The Palestinian health ministry said that at least one Palestinian man was killed by Israeli gunfire, while the Red Crescent said 12 others were wounded.

Crowds of mourners marched through the streets carrying the body of the man — identified by Palestinian officials as 25-year-old Ahmad al-Saadi — on a stretcher covered with the flag of the Gaza Strip-based militant group Islamic Jihad.

-‘Armed assailants’ –

Palestinian security sources said part of Saturday’s operation was to identify the home of the Tel Aviv assailant ahead of demolishing it.

Rights activists have repeatedly denounced Israel’s policy of destroying the homes of Palestinian attackers as collective punishment, while Israel says it acts as a deterrent.

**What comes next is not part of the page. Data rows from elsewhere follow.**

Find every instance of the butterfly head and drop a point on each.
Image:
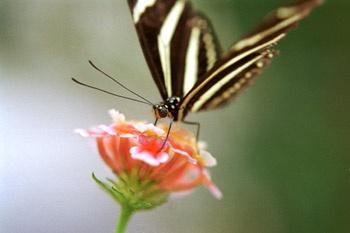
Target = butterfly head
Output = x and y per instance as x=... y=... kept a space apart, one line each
x=160 y=110
x=168 y=108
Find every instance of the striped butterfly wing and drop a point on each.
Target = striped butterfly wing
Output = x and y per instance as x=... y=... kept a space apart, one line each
x=245 y=60
x=178 y=43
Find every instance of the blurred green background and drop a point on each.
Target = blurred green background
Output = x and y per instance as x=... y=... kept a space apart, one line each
x=282 y=146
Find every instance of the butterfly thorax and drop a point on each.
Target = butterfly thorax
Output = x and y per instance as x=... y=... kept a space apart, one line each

Israeli soldiers and border police forces were “conducting counterterrorism activity” in the city of Jenin and its refugee camp, when gunmen had opened fire “endangering their lives,” the army said in a statement.

In response, troops opened fire “towards the armed assailants,” the army said, adding there were no injuries among Israeli ranks.

“An M16 assault rifle used by an assailant to attack the troops was confiscated,” it added.

An AFP photographer at the scene said the operation ended at midday.

The Jenin refugee camp is a stronghold of armed factions, where three other Palestinians linked to an anti-Israeli attack were killed by the army last week. 

Saturday’s raid comes a day after Israel said it had killed Raad Hazem, 28, the alleged Tel Aviv attacker.

In addition to giving security forces a free rein to curb a surge in violence, Bennett on Friday ordered the closure of the Jalameh checkpoint between the Jenin area and Israel.

On Friday, the father of the Tel Aviv attacker, Fathi Hazem — a retired Palestinian security forces officer according to Palestinian sources — struck a defiant tone.

Speaking to hundreds at the family home in Jenin, he said the Palestinian people were looking for “freedom and independence”.

– Ramadan violence –

A total of 14 people have been killed in attacks in Israel since March 22, including some carried out by assailants linked to or inspired by the Islamic State group.

Over the same period, at least 10 Palestinians have been killed, including assailants.

The Palestinian Islamist movement Hamas and the Islamic Jihad group praised the Tel Aviv attack — drawing criticism from the UN — but did not claim responsibility.

Palestinian leader Mahmud Abbas denounced the Tel Aviv attack, while the United States stressed anew its support of key ally Israel.

The Tel Aviv attack killed three Israeli men: childhood friends Tomer Morad and Eytam Magini, as well as father of three Barak Lufan.

It came amid heightened tensions during Ramadan, after violence that flared during the Muslim holy month last year between Israeli forces and Palestinians led to 11 days of devastating conflict between Israel and Hamas.

Earlier this month Israeli security forces killed three Islamic Jihad militants when they came under fire during an operation to arrest them in Jenin.

The raid, in which four Israeli soldiers were wounded, followed another deadly attack on March 29 in Bnei Brak, an Orthodox Jewish city near Tel Aviv. 

The Palestinian assailant, who had also come from Jenin, killed two Israeli civilians, two Ukrainian nationals and an Arab-Israeli policeman using an assault rifle.